Checkmate, by Joseph Sheridan Le Fanu

Chapter 74.

A Letter.

Mr. Longcluse knocked at Sir Richard’s house in May Fair, and sent up-stairs for the baronet. It was about the same hour at which Mr. Levi was drinking his thirsty potation of brandy and soda at the “Guy of Warwick.” The streets were darker than that comparatively open place, and the gas lamp threw its red outline of the sashes upon the dark ceiling, as Mr. Longcluse stood in the drawing-room between the windows, in his great-coat, with his hat on, looking in the dark like an image made of fog.

Sir Richard Arden entered the room.

“You were not at Mortlake today,” said he.

“No.”

“There’s a cab at the door that will take you there; your absence for a whole day would excite surmise. Don’t stay more than five minutes, and don’t mention Louisa Diaper’s name, and account for the locking up of all the house, but one suite of rooms, I directed, and come to my house in Bolton Street, direct from Mortlake. That’s all.”

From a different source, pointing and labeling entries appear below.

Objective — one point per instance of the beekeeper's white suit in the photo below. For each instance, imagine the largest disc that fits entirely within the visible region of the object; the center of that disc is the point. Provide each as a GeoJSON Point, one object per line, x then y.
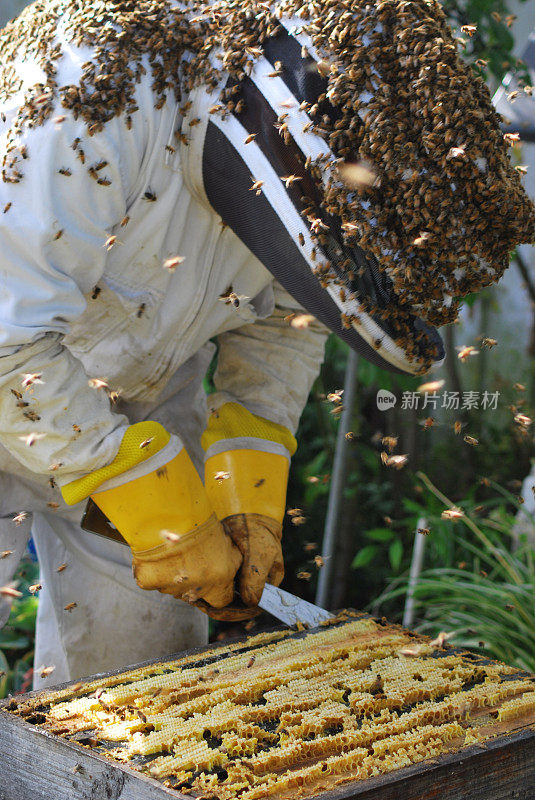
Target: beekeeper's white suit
{"type": "Point", "coordinates": [73, 307]}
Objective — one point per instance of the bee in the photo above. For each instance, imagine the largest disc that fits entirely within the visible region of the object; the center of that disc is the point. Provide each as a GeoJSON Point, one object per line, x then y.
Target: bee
{"type": "Point", "coordinates": [170, 536]}
{"type": "Point", "coordinates": [301, 321]}
{"type": "Point", "coordinates": [257, 186]}
{"type": "Point", "coordinates": [31, 438]}
{"type": "Point", "coordinates": [395, 461]}
{"type": "Point", "coordinates": [221, 476]}
{"type": "Point", "coordinates": [10, 591]}
{"type": "Point", "coordinates": [441, 639]}
{"type": "Point", "coordinates": [289, 180]}
{"type": "Point", "coordinates": [470, 440]}
{"type": "Point", "coordinates": [390, 442]}
{"type": "Point", "coordinates": [229, 297]}
{"type": "Point", "coordinates": [97, 383]}
{"type": "Point", "coordinates": [469, 29]}
{"type": "Point", "coordinates": [172, 263]}
{"type": "Point", "coordinates": [465, 352]}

Without another word, Mr. Longcluse took his departure.

In this cavalier way, and in a cold tone that conveyed all the menace and insult involved in his ruined position, had this conceited young man been ordered about by his betrayer, on his cruel behests, ever since he had come under his dreadful rod. The iron trap that held him fast, locked him in a prison from which, except through the door of death, there seemed no escape.

Outraged pride, the terrors of suspense, the shame and remorse of his own enormous perfidy against his only sister, peopled it with spectres.

As he drove out to Mortlake, pale, frowning, with folded arms, his handsome face thinned and drawn by the cords of pain, he made up his mind. He knocked furiously at Mortlake Hall door. The woman in the canvas apron let him in. The strange face startled him; he had been thinking so intently of one thing. Going up, through the darkened house, with but one candle, and tapping at the door, on the floor above the drawing-room, within which Alice was sitting, with Louisa Diaper for company, and looking at her unsuspicious smile, he felt what a heinous conspirator he was.

He made an excuse for sending the maid to the next room after they had spoken a few words, and then he said —

“Suppose, Alice, we were to change our plan, would you like to come abroad? Out of this you must come immediately.” He was speaking low. “I am in great danger; I must go abroad. For your life, don’t seem to suspect anything. Do exactly as I tell you, or else I am utterly ruined, and you, Alice, on your account, very miserable. Don’t ask a question, or look a look, that may make Louisa Diaper suspect that you have any doubt as to your going to Arden, or any suspicion of any danger. She is quite true, but not wise, and your left hand must not know what your right hand is doing. Don’t be frightened, only be steady and calm. Get together any jewels and money you have, and as little else as you can possibly manage with. Do this yourself; Louisa Diaper must know nothing of it. I will mature our plans, and tomorrow or next day I shall see you again; I can stay but a moment now, and have but time to bid you good-night.”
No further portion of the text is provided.